I didn't hear a word Mr. Cooper said for the rest of the meeting except for something about going to see the slide show on insects soon to be given at the junior high by the local chapter of University Women of which my mother's club was a branch.

As we rose to leave at the end, I heard Mark's voice for the first time. He said, "Don't you live near me?" and he was definitely speaking to me since there was no one else left in the row.

I squeaked, then found my tongue. "Uh, I believe so. I mean, I think so. I live on Glenview."

"Right," he said. "I'm on Northmont. I think I've seen you walk by or something."

God, how embarrassing. My God. "Um maybe," I managed to reply. "My girlfriend lives on Center and I have to pass by to get to her house." There, that covered it.

"Oh," he said.

Up close, he wasn't as godlike as I'd imagined. He had a big, shiny zit on his forehead right over his nose. It kind of glowed and looked ready to pop. In addition, he had a prominent Adam's apple that jerked up and down when he talked. But I was willing to overlook such trivial faults and still found his beautiful, thick dark hair enough to live on for the time being. 'See you later," he said as he turned down the hall to the right and I turned to the left.

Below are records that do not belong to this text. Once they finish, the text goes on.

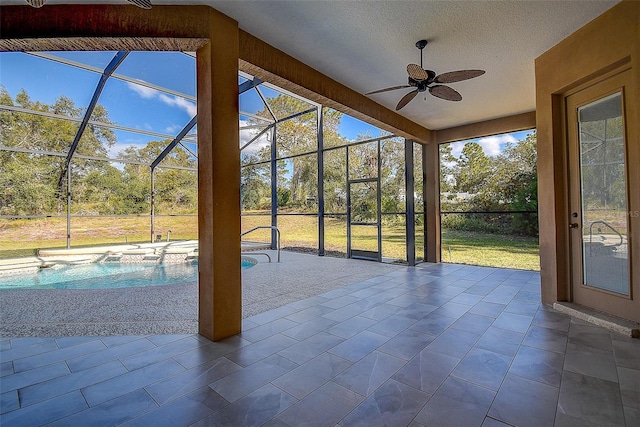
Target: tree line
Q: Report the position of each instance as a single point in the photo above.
(29, 180)
(475, 182)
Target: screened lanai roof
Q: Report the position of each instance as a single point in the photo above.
(140, 97)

I was thrilled, for the most part. Although that night, for once, I didn't maul the pillow and just fell right to sleep.

The next meeting with Mrs. Cohen brought a disturbing philosophical dilemma. We came to a passage in the Old Testament I still insisted on calling it that about a woman who committed adultery. The people took her to the outskirts of town and, on authority from the bigwigs, stoned her to death. Mrs. Cohen read this quite calmly, as if it were par for the course. I was shocked by her attitude. Was this supposed to be okay?

"It's the Law," she stated matter-of-factly.

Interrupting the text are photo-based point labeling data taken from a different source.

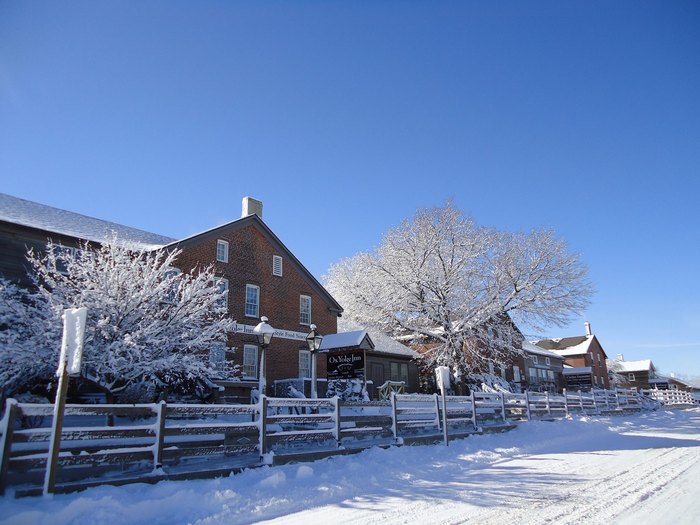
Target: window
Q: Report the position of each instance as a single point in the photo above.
(217, 358)
(277, 266)
(304, 363)
(223, 287)
(399, 372)
(222, 250)
(64, 255)
(250, 361)
(252, 300)
(304, 309)
(532, 374)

"The law!" I said indignantly. "Who would make a dumb law like that? What about the man? It took two to tango, didn't it?"

"Nevertheless, that's our way," she insisted.

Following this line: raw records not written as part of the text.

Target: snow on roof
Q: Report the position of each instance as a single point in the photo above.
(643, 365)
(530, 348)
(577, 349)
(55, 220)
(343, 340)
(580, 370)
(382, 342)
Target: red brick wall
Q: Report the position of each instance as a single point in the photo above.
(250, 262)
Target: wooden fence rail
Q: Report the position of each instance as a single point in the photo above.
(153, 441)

"But-but in the New Testament, the same thing happens. They take this woman out to stone her and Jesus comes along and says, 'Let he who has not sinned cast the first stone '"

There was a long pause while we looked at each other. Simply and quietly, Mrs. Cohen said, "That's the difference between my religion and yours."

We both knew the lessons were over. Later it would occur to me that Mrs. Cohen and my mother would congratulate themselves on how well they had handled me.

Mark turned out to be a normal person, reasonably nice, a bit nerdy, who occasionally had bad breath and rather hideous acne outbreaks and I lost all interest in the Holy Land.

I last heard he is a podiatrist and on his second wife, a shiksa with a sister who's a nun. I went on to fall in love with a Chinese guy, after which I dated a Jordanian, a Puerto Rican and a bad humored Swede. Eventually, I married a man of Scotch-Irish descent who was raised Methodist. We both scorn organized religion and meditate once a day.